The Conservation Value of Forest Fragments in The Increasingly Agrarian Landscape of Sumatra

Weiskopf S. R, J. L. McCarthy, K. P. McCarthy, A. N. Shiklomanov, H. T. Wibisono, W. Pusparini.
2019. Environmental Conservation.


Destruction of tropical rainforests reduces many unprotected habitats to small fragments of remnant forests within agricultural matrices. To date, these remnant forest fragments have been largely disregarded as wildlife habitat, and little is known about mammalian use of these areas in Sumatra. Here, we conducted camera trap surveys (2285 trap-nights) within Bukit Barisan Selatan National Park and five surrounding remnant forest fragments during 2010–2013 and used species composition metrics to compare use. We found 28 mammal species in the protected forest and 21 in the fragments. The fragments harboured a subset of species found in the protected forest and several species not observed in the protected forest.
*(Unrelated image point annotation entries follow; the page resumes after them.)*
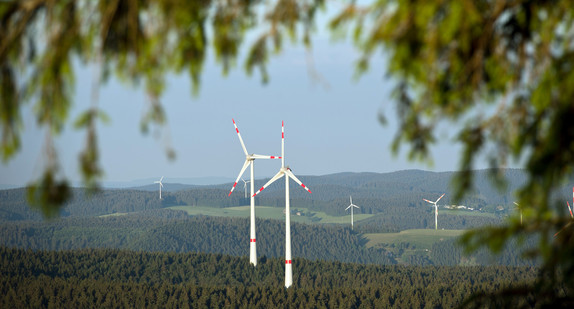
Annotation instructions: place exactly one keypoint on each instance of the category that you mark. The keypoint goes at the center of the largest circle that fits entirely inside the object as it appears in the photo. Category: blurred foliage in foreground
(500, 70)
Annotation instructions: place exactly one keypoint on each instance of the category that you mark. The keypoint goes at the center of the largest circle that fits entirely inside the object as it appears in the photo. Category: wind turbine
(435, 210)
(571, 215)
(245, 186)
(351, 206)
(285, 171)
(249, 158)
(160, 186)
(518, 206)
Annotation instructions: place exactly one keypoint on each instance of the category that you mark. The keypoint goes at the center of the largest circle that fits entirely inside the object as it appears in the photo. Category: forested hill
(157, 232)
(373, 192)
(118, 278)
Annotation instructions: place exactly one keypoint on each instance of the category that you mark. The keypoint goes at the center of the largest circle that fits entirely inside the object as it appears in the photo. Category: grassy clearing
(114, 214)
(421, 238)
(461, 212)
(266, 212)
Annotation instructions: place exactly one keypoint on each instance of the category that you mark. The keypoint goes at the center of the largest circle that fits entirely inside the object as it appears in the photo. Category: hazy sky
(330, 125)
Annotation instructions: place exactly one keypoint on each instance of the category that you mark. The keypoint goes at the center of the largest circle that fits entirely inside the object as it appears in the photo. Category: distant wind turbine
(351, 206)
(160, 186)
(435, 210)
(571, 215)
(249, 161)
(520, 208)
(285, 171)
(245, 186)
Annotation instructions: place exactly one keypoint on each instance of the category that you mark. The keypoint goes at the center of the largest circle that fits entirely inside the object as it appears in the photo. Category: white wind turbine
(435, 210)
(520, 208)
(571, 214)
(285, 171)
(249, 158)
(245, 186)
(160, 186)
(351, 206)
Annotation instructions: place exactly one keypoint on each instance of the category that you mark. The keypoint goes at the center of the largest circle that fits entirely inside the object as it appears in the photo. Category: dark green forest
(398, 196)
(96, 278)
(174, 231)
(124, 248)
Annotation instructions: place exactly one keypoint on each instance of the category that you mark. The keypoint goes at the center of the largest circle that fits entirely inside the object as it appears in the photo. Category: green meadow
(421, 238)
(266, 212)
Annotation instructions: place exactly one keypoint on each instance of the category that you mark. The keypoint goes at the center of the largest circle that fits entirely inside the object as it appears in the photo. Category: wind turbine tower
(245, 186)
(249, 161)
(351, 206)
(285, 171)
(160, 186)
(435, 210)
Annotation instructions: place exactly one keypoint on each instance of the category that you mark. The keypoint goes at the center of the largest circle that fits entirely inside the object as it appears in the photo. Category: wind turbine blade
(240, 139)
(283, 146)
(256, 156)
(245, 165)
(290, 174)
(440, 197)
(277, 176)
(563, 228)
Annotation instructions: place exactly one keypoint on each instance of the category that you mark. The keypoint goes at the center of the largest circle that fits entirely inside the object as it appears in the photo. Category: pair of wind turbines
(284, 171)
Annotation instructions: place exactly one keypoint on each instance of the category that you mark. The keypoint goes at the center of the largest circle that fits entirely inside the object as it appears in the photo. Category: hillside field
(421, 238)
(266, 212)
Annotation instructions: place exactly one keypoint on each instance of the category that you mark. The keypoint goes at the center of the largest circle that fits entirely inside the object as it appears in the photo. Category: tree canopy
(501, 71)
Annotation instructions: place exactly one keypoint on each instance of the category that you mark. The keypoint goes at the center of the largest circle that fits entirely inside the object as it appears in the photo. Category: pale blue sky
(328, 129)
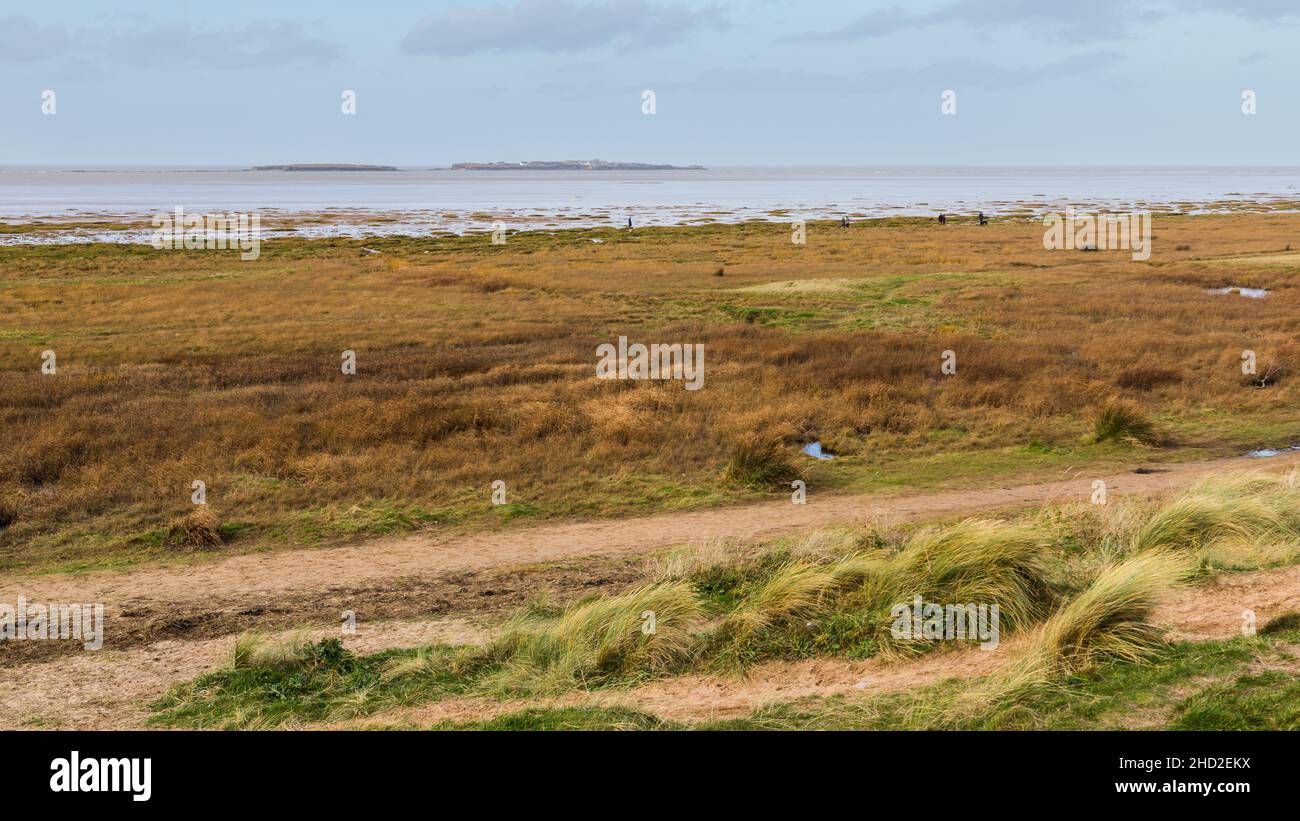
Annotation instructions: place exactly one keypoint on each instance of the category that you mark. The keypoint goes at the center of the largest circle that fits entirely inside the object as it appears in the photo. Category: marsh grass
(476, 361)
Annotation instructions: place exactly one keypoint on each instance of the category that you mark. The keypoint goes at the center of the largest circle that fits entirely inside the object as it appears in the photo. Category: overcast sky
(815, 82)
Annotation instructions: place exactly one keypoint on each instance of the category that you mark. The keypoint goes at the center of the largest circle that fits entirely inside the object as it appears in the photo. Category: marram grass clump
(1118, 421)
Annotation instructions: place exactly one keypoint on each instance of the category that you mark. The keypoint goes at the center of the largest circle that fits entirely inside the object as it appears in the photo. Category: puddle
(814, 450)
(1249, 292)
(1268, 452)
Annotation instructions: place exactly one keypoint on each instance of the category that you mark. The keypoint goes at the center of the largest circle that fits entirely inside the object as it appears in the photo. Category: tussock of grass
(598, 641)
(761, 461)
(1286, 622)
(1118, 421)
(1109, 620)
(199, 529)
(1240, 521)
(975, 561)
(793, 590)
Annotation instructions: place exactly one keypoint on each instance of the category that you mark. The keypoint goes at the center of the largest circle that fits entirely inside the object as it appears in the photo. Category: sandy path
(263, 577)
(108, 689)
(112, 689)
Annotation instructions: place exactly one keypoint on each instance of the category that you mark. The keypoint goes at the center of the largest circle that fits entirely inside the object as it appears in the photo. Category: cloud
(1251, 9)
(557, 26)
(1101, 20)
(25, 40)
(948, 74)
(254, 44)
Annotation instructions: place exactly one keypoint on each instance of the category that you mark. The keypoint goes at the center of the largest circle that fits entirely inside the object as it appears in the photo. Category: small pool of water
(814, 450)
(1249, 292)
(1268, 452)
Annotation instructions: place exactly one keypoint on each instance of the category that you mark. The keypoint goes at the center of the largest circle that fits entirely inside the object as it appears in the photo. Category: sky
(736, 83)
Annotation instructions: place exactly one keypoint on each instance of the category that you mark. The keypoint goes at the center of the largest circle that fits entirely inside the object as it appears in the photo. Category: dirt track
(269, 577)
(107, 689)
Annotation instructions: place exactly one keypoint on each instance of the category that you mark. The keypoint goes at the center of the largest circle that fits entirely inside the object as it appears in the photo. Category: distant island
(571, 165)
(323, 166)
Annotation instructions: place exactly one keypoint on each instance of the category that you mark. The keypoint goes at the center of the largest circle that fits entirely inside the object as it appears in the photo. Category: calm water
(442, 200)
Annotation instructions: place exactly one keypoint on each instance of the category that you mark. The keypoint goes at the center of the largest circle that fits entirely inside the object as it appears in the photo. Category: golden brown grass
(476, 363)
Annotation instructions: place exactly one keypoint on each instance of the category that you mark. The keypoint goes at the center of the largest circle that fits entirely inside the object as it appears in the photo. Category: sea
(423, 202)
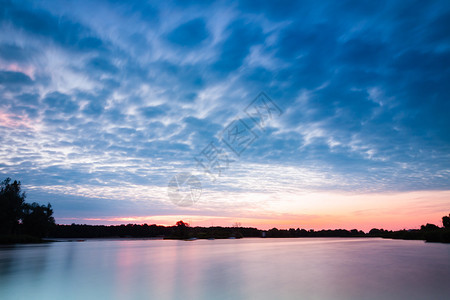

Critically endangered species such as Sunda pangolin (Manis javanica) and Sumatran tiger (Panthera tigris sumatrae) were found in the forest fragments, along with species of conservation concern such as marbled cat (Pardofelis marmorata) and Asiatic golden cat (Pardofelis temminckii). The biodiversity found within the fragments suggests that these small patches of remnant forest may have conservation value to certain mammal species and indicates the importance of further research into the role these habitats may play in landscape-level, multispecies conservation planning.